This is the mail archive of the
cygwin-developers
mailing list for the Cygwin project.
Re: "C" UTF-8 trouble
On Oct 7 07:07, Andy Koppe wrote:
> 2009/10/7 Eric Blake:
> > For the problematic apps, are they checking just the environment
> > variables, or are they using setlocale(,NULL) and/or setlocale(,"") to
> > determine the current/default settings?
>
> Looking into this question, I found that for vim there's actually a
> completely different culprit: nl_langinfo(CODESET) returns "US-ASCII"
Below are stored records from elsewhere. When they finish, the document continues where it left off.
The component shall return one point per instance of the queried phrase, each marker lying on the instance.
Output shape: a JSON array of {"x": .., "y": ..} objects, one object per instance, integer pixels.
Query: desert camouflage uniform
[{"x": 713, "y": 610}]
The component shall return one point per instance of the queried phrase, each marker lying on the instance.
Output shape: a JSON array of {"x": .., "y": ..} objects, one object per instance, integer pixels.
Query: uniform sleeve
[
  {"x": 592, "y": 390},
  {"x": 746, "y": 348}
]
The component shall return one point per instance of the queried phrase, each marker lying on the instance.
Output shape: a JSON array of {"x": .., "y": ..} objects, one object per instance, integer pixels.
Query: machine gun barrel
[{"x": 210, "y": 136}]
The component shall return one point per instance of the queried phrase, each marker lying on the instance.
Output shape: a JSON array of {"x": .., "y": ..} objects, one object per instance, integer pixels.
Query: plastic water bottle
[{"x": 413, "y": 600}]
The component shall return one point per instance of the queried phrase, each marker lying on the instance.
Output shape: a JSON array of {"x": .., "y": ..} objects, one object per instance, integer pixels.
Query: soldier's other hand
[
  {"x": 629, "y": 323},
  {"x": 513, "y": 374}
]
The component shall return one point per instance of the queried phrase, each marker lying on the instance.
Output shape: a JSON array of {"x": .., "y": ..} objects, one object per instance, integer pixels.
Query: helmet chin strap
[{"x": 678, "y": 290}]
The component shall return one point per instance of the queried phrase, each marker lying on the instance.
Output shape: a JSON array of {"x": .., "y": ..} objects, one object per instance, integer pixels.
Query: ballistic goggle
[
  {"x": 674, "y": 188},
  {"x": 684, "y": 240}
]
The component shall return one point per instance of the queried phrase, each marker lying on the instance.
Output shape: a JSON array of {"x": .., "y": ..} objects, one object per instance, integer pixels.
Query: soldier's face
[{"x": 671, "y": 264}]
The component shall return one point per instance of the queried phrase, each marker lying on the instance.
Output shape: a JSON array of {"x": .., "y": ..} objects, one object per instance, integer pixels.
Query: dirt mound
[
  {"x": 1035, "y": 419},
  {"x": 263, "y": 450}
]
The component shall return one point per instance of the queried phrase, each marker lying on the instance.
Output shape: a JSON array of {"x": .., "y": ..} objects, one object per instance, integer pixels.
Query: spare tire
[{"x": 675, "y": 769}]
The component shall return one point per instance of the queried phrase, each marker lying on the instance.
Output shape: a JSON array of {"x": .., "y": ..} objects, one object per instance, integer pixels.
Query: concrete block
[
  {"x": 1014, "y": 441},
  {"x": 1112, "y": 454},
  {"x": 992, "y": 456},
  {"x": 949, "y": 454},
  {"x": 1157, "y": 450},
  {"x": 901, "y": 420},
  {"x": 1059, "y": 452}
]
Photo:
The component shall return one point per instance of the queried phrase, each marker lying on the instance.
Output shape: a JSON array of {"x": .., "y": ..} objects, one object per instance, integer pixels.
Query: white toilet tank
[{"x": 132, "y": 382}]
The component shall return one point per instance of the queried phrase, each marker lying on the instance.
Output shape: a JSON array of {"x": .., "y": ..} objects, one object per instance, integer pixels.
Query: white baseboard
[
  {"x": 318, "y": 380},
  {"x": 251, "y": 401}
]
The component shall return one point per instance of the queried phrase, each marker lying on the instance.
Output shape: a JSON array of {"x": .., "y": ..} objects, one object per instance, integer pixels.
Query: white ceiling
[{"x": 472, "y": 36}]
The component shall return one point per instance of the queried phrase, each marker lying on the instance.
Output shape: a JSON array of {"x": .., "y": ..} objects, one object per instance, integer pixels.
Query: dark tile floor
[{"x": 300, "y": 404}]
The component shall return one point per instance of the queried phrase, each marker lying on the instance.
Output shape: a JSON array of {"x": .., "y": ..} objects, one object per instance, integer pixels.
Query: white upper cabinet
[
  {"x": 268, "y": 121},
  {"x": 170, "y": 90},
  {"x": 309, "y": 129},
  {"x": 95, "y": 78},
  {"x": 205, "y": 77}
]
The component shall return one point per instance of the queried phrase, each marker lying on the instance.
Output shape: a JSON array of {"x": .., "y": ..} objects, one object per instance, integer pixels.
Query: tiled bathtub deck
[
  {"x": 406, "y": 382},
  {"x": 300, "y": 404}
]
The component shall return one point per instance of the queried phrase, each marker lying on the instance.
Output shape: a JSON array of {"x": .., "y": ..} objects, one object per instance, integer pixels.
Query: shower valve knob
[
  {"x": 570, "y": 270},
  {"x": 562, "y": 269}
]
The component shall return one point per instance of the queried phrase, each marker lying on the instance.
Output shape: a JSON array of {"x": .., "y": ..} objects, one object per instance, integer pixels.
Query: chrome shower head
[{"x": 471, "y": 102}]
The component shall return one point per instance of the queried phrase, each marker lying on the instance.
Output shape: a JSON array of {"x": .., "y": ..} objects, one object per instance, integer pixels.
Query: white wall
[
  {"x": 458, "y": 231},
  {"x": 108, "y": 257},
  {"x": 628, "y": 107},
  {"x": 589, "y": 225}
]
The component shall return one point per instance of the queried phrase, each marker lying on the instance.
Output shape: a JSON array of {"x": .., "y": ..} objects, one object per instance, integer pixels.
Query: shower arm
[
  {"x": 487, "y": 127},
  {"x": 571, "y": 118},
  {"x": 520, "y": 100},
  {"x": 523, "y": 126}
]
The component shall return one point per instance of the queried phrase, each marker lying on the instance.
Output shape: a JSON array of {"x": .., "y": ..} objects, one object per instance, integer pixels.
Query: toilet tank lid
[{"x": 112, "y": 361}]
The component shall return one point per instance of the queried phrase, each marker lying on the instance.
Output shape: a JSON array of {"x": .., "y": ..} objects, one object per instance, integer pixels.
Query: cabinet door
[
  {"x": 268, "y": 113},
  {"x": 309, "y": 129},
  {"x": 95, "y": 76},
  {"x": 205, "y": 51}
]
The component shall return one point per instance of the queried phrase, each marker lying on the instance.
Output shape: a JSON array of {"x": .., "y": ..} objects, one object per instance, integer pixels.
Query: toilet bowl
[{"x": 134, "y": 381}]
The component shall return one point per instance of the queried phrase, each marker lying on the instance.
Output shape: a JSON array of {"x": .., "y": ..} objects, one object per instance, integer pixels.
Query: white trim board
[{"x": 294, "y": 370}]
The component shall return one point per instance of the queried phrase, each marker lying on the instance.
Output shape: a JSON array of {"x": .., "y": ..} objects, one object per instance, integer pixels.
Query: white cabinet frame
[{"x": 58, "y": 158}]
> for the C locale. (It also returns incorrect values for other
> charset-less locales.)
>
> Hence I replaced the code in nl_langinfo's CODESET case with just 'ret
> = __locale_charset()', and vim's fine!
Urgh. So we have to change nl_langinfo in newlib as well. Do we have
to return "US-ASCII" if charset is "ASCII", or is it sufficient to
return __locale_charset() as you did, thus returning "ASCII" for "ASCII"?
And what about stuff like "eucJP" vs. "EUCJP"? The charset in newlib
is always uppercase right now.
> Unfortunately that's not the case for emacs.
<insert obligatory editor dispute here>
> > Anyone using _just_ the
> > environment variables is doomed to failure. ?POSIX states:
> >
> > "If the LANG environment variable is not set or is set to the empty
> > string, the implementation-defined default locale shall be used."
> >
> > My preference would be that if the environment variables were not set when
> > cygwin1.dll started, then setlocale(,NULL) returns "C.UTF-8" rather than
> > "C".
>
> The way I understand it, setlocale(,NULL) only queries the current
> setting and has to return "C" (or "POSIX") in the initial state.
>
> But you're right regarding setlocale(,""); that could indeed return
> something else if none of the environment variables is set. From
> http://www.opengroup.org/onlinepubs/7990989775/xbd/locale.html:
>
> "All implementations define a locale as the default locale, to be
> invoked when no environment variables are set, or set to the empty
> string. This default locale can be the POSIX locale or any other,
> implementation-dependent locale."
>
> I think this a good idea, so I replaced "C" with "C.UTF-8" at the end
> of __get_locale_env. Yet emacs still doesn't behave, and digging into
> its code I found that it does indeed read the env variables directly.
> :(
>
> ;; Use the first of these three environment variables
> ;; that has a nonempty value.
> (let ((vars '("LC_ALL" "LC_CTYPE" "LANG")))
> (while (and vars
> (= 0 (length locale))) ; nil or empty string
> (setq locale (getenv (pop vars) frame)))))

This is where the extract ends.